In the late 1980s, while working at a college in Kathmandu, I had gone to the then-Royal Nepal Army's Bhadrakali recruitment centre with an applicant from my village in the eastern Tarai.
This young man's dream was to be an officer in the army. A major had endorsed his application, a requirement for recruitment. I had heard that Madhesis were not taken, but I didn't quite believe that.
I walked into the office and placed the application before an amiable young officer in charge of handling recruitment. He looked at me, looked down at the application and said: "Where is he from?" I told him. He smiled and said that although he would give the documents to his boss, as far as he knew nobody from the Tarai had ever been given commission in the army.
I still don't know if it was written policy not to recruit Tarai people in the officer rank or an unstated but understood code to disallow Madhesis. The army is still struggling to march with the cultural and political heterogeneity of a 'new' Nepal.
Army Chief Rukmangat Katuwal wants to keep the Nepal Army politics-free and professional during this confusing transition, and this deserves support. But eyebrows were raised when he told the National Interest Preservation Committee recently that army recruitment was like mountaineering expeditions hiring only Sherpas.
This was an unfortunate statement and showed that many in the Nepal Army still harbour the colonial myth of genetically-determined bravery, that courage is intrinsic to specific ethnic groups. The army needs to seriously rethink its history and role if such myths are still held as given. The composition of armies in multicultural democracies shows that bravery is not genetic but depends on the creation of historical circumstances and needs.
In the United States, the Blacks were not considered battle worthy until they took part by necessity and demonstrated their courage while fighting for their liberation during the Civil War.
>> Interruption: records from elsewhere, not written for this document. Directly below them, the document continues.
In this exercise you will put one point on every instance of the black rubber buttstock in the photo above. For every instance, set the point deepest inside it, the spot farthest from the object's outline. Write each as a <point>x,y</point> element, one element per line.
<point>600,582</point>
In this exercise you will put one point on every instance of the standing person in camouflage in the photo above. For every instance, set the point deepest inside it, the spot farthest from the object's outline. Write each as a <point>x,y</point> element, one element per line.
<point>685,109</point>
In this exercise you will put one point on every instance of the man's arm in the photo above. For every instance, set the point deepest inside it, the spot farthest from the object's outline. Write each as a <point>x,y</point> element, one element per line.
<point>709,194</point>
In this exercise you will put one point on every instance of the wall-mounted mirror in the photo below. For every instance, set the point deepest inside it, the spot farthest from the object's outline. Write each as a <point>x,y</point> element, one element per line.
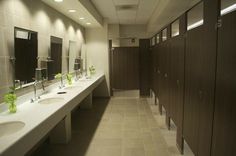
<point>56,57</point>
<point>26,53</point>
<point>73,54</point>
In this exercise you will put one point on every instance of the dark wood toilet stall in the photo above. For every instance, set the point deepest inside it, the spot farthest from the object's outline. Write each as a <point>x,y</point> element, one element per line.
<point>193,75</point>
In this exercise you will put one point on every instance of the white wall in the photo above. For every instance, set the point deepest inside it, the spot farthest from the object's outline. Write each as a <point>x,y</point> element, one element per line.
<point>126,33</point>
<point>97,55</point>
<point>114,34</point>
<point>36,16</point>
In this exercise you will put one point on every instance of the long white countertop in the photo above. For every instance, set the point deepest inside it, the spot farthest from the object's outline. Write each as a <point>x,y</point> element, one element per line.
<point>39,119</point>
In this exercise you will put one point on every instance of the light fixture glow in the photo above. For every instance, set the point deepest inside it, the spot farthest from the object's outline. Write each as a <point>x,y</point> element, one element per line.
<point>72,10</point>
<point>59,1</point>
<point>194,25</point>
<point>228,9</point>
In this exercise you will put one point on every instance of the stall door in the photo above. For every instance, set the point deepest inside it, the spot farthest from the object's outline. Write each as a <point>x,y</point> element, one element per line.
<point>224,131</point>
<point>125,68</point>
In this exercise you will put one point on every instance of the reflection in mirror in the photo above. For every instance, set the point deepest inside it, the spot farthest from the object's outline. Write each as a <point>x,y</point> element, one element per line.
<point>227,6</point>
<point>153,41</point>
<point>195,16</point>
<point>73,54</point>
<point>164,34</point>
<point>83,55</point>
<point>157,38</point>
<point>56,57</point>
<point>175,28</point>
<point>26,53</point>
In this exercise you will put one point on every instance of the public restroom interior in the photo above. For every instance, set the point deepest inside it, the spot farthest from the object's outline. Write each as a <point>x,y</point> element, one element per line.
<point>117,77</point>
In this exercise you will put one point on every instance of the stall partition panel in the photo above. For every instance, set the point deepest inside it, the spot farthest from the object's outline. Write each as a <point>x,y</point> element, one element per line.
<point>125,68</point>
<point>224,131</point>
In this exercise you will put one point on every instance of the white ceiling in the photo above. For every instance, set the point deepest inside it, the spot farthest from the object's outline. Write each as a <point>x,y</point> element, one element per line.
<point>81,11</point>
<point>141,15</point>
<point>154,13</point>
<point>166,12</point>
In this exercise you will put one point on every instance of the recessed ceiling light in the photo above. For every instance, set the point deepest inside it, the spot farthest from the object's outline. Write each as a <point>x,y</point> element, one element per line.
<point>72,10</point>
<point>58,1</point>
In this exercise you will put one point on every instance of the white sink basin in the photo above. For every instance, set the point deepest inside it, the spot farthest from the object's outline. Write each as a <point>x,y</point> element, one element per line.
<point>53,100</point>
<point>11,127</point>
<point>73,87</point>
<point>85,79</point>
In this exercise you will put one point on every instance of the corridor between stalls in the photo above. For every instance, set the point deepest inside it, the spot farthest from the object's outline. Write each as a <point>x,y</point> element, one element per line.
<point>193,77</point>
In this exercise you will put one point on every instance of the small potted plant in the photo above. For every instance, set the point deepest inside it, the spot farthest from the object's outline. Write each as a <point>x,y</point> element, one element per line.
<point>10,99</point>
<point>92,70</point>
<point>69,78</point>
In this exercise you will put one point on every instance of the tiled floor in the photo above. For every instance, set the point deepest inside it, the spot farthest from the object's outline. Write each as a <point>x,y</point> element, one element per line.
<point>120,126</point>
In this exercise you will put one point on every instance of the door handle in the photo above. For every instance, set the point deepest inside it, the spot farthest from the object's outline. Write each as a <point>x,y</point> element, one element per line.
<point>200,94</point>
<point>166,75</point>
<point>177,81</point>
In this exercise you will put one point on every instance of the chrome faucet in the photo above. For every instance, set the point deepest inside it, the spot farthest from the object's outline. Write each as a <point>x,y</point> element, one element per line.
<point>17,83</point>
<point>35,90</point>
<point>62,84</point>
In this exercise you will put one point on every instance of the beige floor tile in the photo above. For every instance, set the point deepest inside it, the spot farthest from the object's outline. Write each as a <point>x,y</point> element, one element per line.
<point>132,143</point>
<point>133,152</point>
<point>125,126</point>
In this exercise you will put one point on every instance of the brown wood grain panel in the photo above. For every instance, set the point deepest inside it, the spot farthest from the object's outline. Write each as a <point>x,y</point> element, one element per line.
<point>125,68</point>
<point>193,69</point>
<point>224,132</point>
<point>144,56</point>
It took two World Wars, Vietnam and Korea to make the US military inclusive and change the idea of bravery associated with ethnicity.
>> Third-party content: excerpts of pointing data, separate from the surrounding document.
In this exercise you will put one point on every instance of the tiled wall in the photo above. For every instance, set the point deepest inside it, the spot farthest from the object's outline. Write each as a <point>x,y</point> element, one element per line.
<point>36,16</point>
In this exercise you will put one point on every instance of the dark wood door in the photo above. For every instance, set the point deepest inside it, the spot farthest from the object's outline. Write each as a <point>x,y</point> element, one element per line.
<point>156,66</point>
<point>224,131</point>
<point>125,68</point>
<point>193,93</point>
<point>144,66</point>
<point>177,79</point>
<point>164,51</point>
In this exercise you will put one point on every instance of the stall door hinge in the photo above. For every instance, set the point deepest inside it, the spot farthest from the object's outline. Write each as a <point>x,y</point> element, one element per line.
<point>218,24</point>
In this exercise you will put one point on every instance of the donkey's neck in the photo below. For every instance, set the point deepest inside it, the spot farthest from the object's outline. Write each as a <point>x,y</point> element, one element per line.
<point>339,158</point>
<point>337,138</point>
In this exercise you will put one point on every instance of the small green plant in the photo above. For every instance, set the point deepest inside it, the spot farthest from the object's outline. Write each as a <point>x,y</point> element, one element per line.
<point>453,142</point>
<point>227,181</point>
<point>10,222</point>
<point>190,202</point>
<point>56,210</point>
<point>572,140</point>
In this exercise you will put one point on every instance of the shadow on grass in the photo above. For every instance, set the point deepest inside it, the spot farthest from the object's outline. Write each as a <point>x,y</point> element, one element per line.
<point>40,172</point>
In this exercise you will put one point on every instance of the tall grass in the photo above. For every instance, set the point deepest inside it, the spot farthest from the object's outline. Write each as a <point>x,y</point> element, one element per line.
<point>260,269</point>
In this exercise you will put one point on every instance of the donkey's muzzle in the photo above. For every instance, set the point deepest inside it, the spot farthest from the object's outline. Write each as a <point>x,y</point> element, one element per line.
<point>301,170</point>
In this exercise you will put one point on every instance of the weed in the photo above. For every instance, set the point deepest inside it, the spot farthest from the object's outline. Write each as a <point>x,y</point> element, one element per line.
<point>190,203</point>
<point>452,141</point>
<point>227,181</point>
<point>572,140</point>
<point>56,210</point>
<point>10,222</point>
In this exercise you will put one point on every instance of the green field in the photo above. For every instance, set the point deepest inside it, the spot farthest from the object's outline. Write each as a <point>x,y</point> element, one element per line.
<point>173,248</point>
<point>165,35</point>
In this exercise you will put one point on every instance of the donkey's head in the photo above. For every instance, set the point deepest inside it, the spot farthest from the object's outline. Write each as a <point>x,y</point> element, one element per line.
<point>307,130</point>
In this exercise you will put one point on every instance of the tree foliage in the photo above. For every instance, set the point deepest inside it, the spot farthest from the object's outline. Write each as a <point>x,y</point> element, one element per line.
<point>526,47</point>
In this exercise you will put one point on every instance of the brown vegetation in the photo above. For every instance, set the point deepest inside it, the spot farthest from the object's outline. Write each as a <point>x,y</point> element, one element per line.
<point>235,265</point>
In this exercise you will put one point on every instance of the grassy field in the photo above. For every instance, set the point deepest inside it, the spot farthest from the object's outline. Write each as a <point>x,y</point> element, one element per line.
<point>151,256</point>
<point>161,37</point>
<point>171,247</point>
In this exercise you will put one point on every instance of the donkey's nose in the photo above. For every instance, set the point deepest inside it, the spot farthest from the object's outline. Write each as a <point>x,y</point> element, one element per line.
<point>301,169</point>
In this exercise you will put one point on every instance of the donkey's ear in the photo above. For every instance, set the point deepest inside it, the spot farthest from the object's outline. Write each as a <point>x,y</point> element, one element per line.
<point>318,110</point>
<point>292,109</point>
The Mahars and Bengalis in India were thought to be 'not man enough' and 'unwarlike' by the British in comparison to the mythical valour of the Marathas, the Sikhs and the Rajputs. But there are Bihari, Mahar and Bengali regiments in the Indian Army. Nehru and Ambedkar made sure that the Indian Army represented all castes and ethnicities to make it truly inclusive of Indian diversity. Has the Punjabi domination of the Pakistan Army been the reason for Pakistan's recurrent military rule? Has the Sinhalese domination of the Sri Lankan Army been the cause of Sri Lanka's long civil war? A budding democracy like ours must ponder these questions.
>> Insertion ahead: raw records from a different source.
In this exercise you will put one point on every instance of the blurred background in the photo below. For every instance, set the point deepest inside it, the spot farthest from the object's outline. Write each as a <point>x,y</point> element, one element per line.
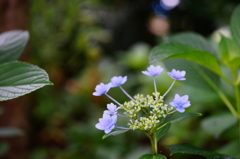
<point>81,43</point>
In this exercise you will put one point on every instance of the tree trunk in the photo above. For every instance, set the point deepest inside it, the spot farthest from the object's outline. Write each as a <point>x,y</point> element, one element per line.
<point>13,16</point>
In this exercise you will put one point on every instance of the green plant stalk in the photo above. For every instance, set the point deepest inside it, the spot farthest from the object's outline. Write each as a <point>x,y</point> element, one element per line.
<point>219,92</point>
<point>237,98</point>
<point>153,143</point>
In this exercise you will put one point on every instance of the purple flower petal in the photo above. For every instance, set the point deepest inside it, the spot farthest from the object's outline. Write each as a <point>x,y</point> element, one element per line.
<point>101,89</point>
<point>180,103</point>
<point>107,123</point>
<point>112,109</point>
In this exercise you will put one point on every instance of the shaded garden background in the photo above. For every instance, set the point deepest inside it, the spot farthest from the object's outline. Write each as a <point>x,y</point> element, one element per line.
<point>82,43</point>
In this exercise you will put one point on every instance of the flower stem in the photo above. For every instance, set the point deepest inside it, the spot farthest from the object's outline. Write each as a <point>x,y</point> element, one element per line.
<point>154,144</point>
<point>169,88</point>
<point>126,93</point>
<point>112,99</point>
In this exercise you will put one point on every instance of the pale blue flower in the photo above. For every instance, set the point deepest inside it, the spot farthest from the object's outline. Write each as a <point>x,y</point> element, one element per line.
<point>153,71</point>
<point>101,89</point>
<point>180,103</point>
<point>177,75</point>
<point>118,80</point>
<point>107,123</point>
<point>112,109</point>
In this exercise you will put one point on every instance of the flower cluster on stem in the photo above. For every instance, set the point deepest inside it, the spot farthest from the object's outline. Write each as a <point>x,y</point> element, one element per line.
<point>143,112</point>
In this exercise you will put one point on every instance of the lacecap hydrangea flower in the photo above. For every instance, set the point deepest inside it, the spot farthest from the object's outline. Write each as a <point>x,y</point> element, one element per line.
<point>177,75</point>
<point>180,103</point>
<point>153,71</point>
<point>107,123</point>
<point>118,81</point>
<point>112,109</point>
<point>101,89</point>
<point>152,106</point>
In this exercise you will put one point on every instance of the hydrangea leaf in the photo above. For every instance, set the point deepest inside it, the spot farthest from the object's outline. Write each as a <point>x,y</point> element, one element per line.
<point>177,50</point>
<point>19,78</point>
<point>195,42</point>
<point>162,131</point>
<point>179,117</point>
<point>188,149</point>
<point>150,156</point>
<point>12,44</point>
<point>234,25</point>
<point>231,148</point>
<point>113,133</point>
<point>9,132</point>
<point>218,123</point>
<point>229,53</point>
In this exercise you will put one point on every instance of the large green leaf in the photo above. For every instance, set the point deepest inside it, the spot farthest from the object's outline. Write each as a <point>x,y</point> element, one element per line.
<point>150,156</point>
<point>191,39</point>
<point>12,44</point>
<point>9,132</point>
<point>161,132</point>
<point>218,123</point>
<point>234,25</point>
<point>188,149</point>
<point>231,148</point>
<point>177,50</point>
<point>196,42</point>
<point>179,117</point>
<point>18,78</point>
<point>113,133</point>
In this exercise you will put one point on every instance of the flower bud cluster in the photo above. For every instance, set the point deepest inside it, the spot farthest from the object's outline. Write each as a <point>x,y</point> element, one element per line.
<point>145,111</point>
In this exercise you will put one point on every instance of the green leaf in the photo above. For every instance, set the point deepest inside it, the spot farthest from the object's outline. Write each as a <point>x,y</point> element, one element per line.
<point>196,42</point>
<point>179,117</point>
<point>162,131</point>
<point>9,132</point>
<point>3,148</point>
<point>229,53</point>
<point>150,156</point>
<point>234,25</point>
<point>113,133</point>
<point>191,39</point>
<point>177,50</point>
<point>231,148</point>
<point>188,149</point>
<point>218,123</point>
<point>12,44</point>
<point>18,78</point>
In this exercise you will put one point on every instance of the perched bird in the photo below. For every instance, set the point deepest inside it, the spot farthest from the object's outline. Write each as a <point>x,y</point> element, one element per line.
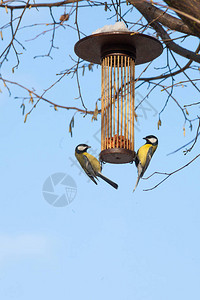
<point>144,156</point>
<point>91,165</point>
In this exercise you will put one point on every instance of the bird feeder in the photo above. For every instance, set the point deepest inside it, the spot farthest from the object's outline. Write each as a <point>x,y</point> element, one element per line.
<point>118,53</point>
There was a time when only Ranas could be high ranking officers. In the Panchayat period, the scope was widened to include Thakuris. Then on, a mix of hill ethnicities were inducted into the officer corps. And even the Bahuns, whom the British expressly barred from its Gurkha regiments, went into combat roles. But there have been few visible efforts to open its doors for Tarai people in its officer corps despite changes in the political system since 1990.
Change, however, doesn't mean that anything goes in the name of inclusivity. However, what defines capability in a colonial or authoritarian political culture may not work in a pluralist democracy. It may not produce the kind of bravery and courage needed to defend a heterogeneous state and its complex sovereignty. A multicultural army that represents all groups and classes is the best safeguard for democracy.
The Nepal Army has so far shown professionalism during the transition from monarchy to republicanism. It has had to overcome naysayers to respond to the changing times as it adapts to help in the birth of a new, inclusive Nepal and a new, vibrant army that reflects the nation it defends. It needs to continue its flexibility and dynamic history while maintaining its core values to meet the needs of a diverse democracy.